Kepolosan Mahfud tak berhenti di situ.

Suatu saat, aku memutar lagu “Di Sini Senang Di Sana Senang” melalui komputer jinjingku. Dia begitu terkesima mendengar suara anak-anak yang menyanyi. Rupanya itu menggelitik rasa ingin tahunya.

“Ibu, itu siapa dorang yang menyanyi?” tanyanya.

“Ibu juga tara tau. Tapi mungkin anak-anak kecil di Jakarta,” jawabku.

Dia terus memerhatikan komputer jinjing di hadapannya. Saking gemasnya, dia mengangkat benda berwarna hitam itu, dan melihat ke bagian bawahnya.

“Baru dorang menyanyi di mana kah?” katanya sambil menunjuk ke arah pengeras suara komputer jinjingku.

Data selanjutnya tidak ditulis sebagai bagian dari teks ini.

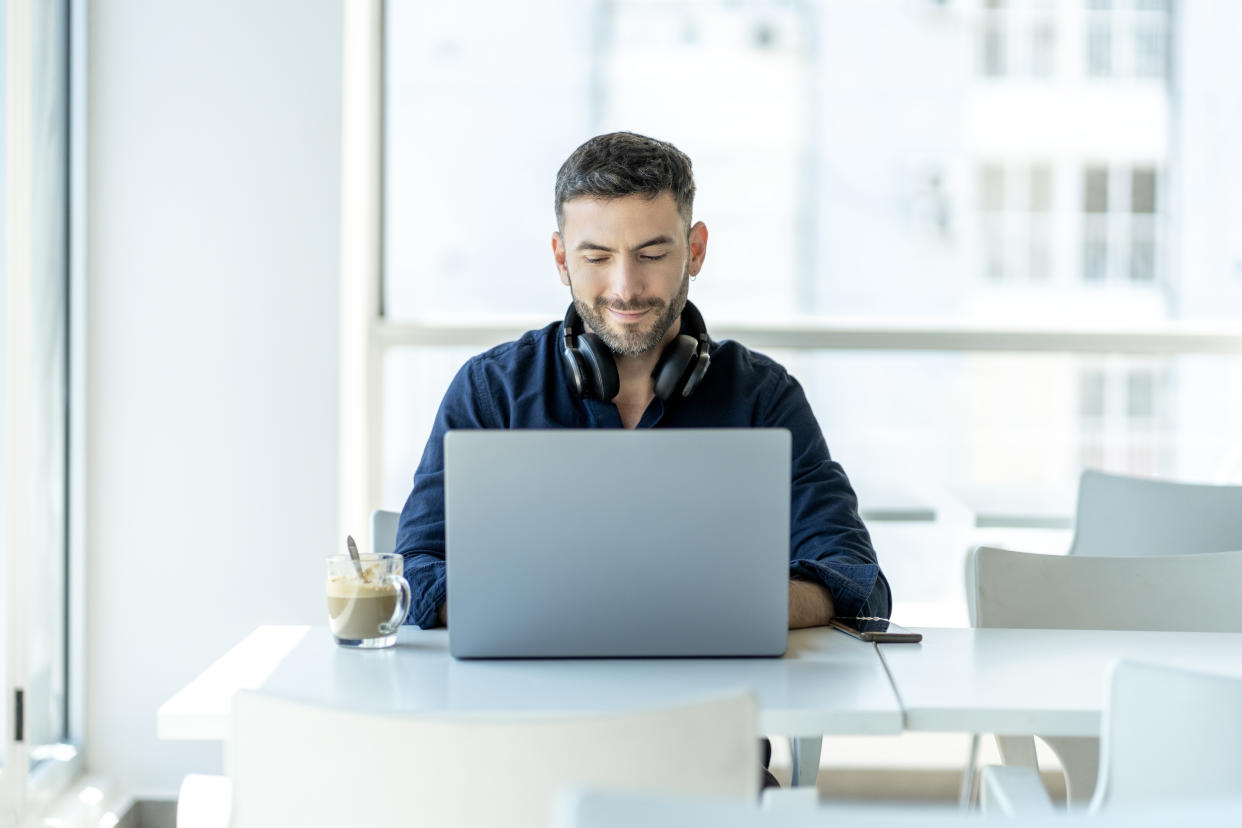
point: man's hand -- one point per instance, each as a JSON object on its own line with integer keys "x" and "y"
{"x": 809, "y": 605}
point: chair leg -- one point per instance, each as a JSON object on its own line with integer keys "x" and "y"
{"x": 1079, "y": 759}
{"x": 966, "y": 790}
{"x": 1017, "y": 750}
{"x": 805, "y": 760}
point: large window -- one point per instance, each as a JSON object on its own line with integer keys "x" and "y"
{"x": 956, "y": 222}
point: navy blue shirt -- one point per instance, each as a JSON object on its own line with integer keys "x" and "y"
{"x": 523, "y": 385}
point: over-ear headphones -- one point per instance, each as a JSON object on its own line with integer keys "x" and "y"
{"x": 591, "y": 371}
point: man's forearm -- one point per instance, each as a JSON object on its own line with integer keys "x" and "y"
{"x": 809, "y": 605}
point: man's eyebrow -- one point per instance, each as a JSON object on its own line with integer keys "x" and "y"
{"x": 650, "y": 242}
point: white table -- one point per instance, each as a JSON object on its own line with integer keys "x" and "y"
{"x": 827, "y": 683}
{"x": 1022, "y": 682}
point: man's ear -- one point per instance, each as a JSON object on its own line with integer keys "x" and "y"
{"x": 558, "y": 253}
{"x": 698, "y": 247}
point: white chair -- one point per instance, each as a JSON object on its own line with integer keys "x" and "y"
{"x": 297, "y": 764}
{"x": 1170, "y": 738}
{"x": 1134, "y": 517}
{"x": 384, "y": 530}
{"x": 1166, "y": 592}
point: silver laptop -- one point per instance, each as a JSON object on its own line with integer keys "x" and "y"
{"x": 612, "y": 543}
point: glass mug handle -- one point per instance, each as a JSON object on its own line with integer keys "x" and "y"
{"x": 403, "y": 605}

Tergelak. Hanya itu jawabanku untuknya saat itu.

 

-Murid kelas 1-

Polos, lucu, menggemaskan.

Teriak, menangis, berkelahi, mengadu pada guru.

Itulah kombinasi yang selalu ada di kelas paling bungsu di sekolah. Mereka juga punya ‘jurus’ untuk membuat guru tertawa. Salah satunya, adalah dengan ‘melagukan’ sebuah mars saat guru membacakan nilai tes atau ulangan.

“Bella, dapat sepuluh” kata si guru di depan kelas.

“Meeemmaaaaaanggggg.....” teriak 16 orang teman Bella di kelas itu.

“Zul, dapat sepuluh,” kata si guru, lagi.

“Meeemmaaaaaanggggg.....” suara mereka kembali menggema, sampai di kelas paling ujung.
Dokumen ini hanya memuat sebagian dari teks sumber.